ДАНТЕ И АНГЛОСАКСОНСКИЕ ВИДЕНИЯ{121}

В десятой песни «Рая» Данте рассказывает, как поднялся к сфере солнца и увидел вокруг этой планеты — а в дантовском мироустройстве солнце — одна из планет — ослепительный венец из двенадцати духов, сиявших ярче света, на котором они вырисовывались. Первый из них, Фома Аквинский, перечислил имена остальных; седьмым назван Беда. Комментаторы поясняют, что речь идет о Беде Достопочтенном, дьяконе монастыря в Ярроу и авторе «Historia ecclesiastica gentis Anglorum»[111].

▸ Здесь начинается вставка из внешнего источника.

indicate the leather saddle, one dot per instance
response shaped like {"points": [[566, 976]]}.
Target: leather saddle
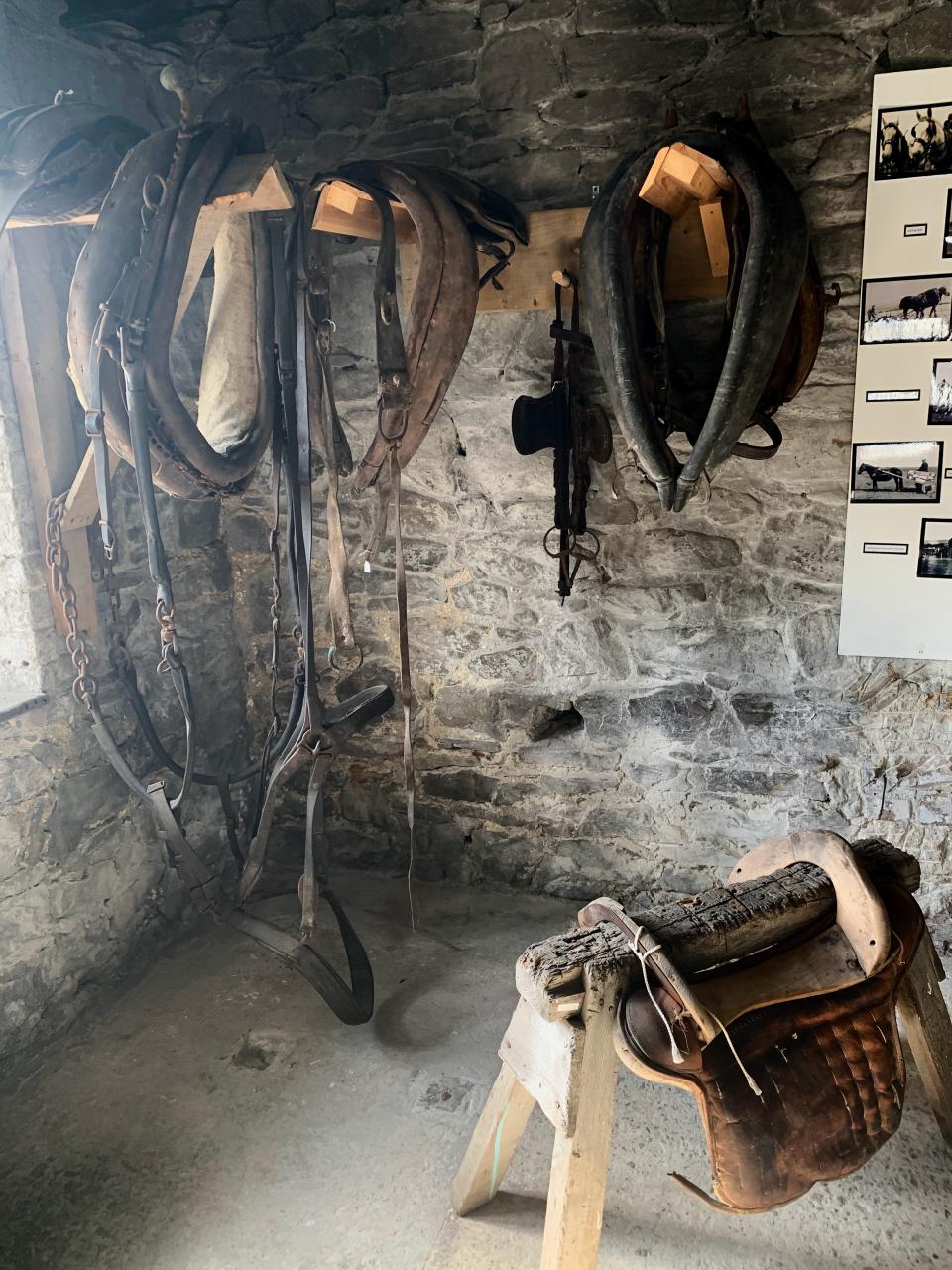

Вопреки эпитету, первая история Англии, составленная в VIII веке, не ограничивается церковными предметами. Это увлеченный и личный рассказ скрупулезного исследователя и образованного человека. Беда владел латынью, знал греческий, под перо ему то и дело подворачивается строка Вергилия. Его занимает все: история мира, истоки Писания, музыка, риторика[112], орфография, системы счета, науки о природе, богословие, латинская поэзия и поэзия на народных языках. Но по одному пункту он, как нарочно, хранит молчание. В своей летописи упорного проповедничества, завершившегося воцарением Христовой веры в германских королевствах Английской земли, Беда вполне мог сделать для саксонского язычества то, что Снорри Стурлусон пять веков спустя сделал для язычества скандинавского. Ни на йоту не поступаясь благочестивой целью труда, он мог бы сохранить или хотя бы обрисовать мифологию предков. И все же, как легко догадаться, не сделал этого. Причина очевидна: религия, или, верней, мифология, германцев была еще жива, а Беда хотел вычеркнуть ее и из собственной памяти, и из памяти своего народа. И вот мы никогда не узнаем, наступили ли сумерки богов, которым поклонялся Хенгист, и отплыл ли из краев вечного льда в чудовищный день, когда волки пожрали солнце и луну, корабль, слаженный из ногтей умерших. Не узнаем, составляли ли эти стертые боги целостный пантеон или, как полагает Гиббон, были всего лишь смутными суевериями варваров. Кроме ритуальной формулы «cujus pater Voden»[113], входящей во все его родословные королевских семейств, да упоминания о предусмотрительном короле, воздвигшем один алтарь для Иисуса, а другой, поменьше, для бесов, Беде, увы, практически нечем удовлетворить будущую любознательность германистов. Зато он отступил от жесткой хронологии, описав загробные видения, предвосхищающие поэму Данте.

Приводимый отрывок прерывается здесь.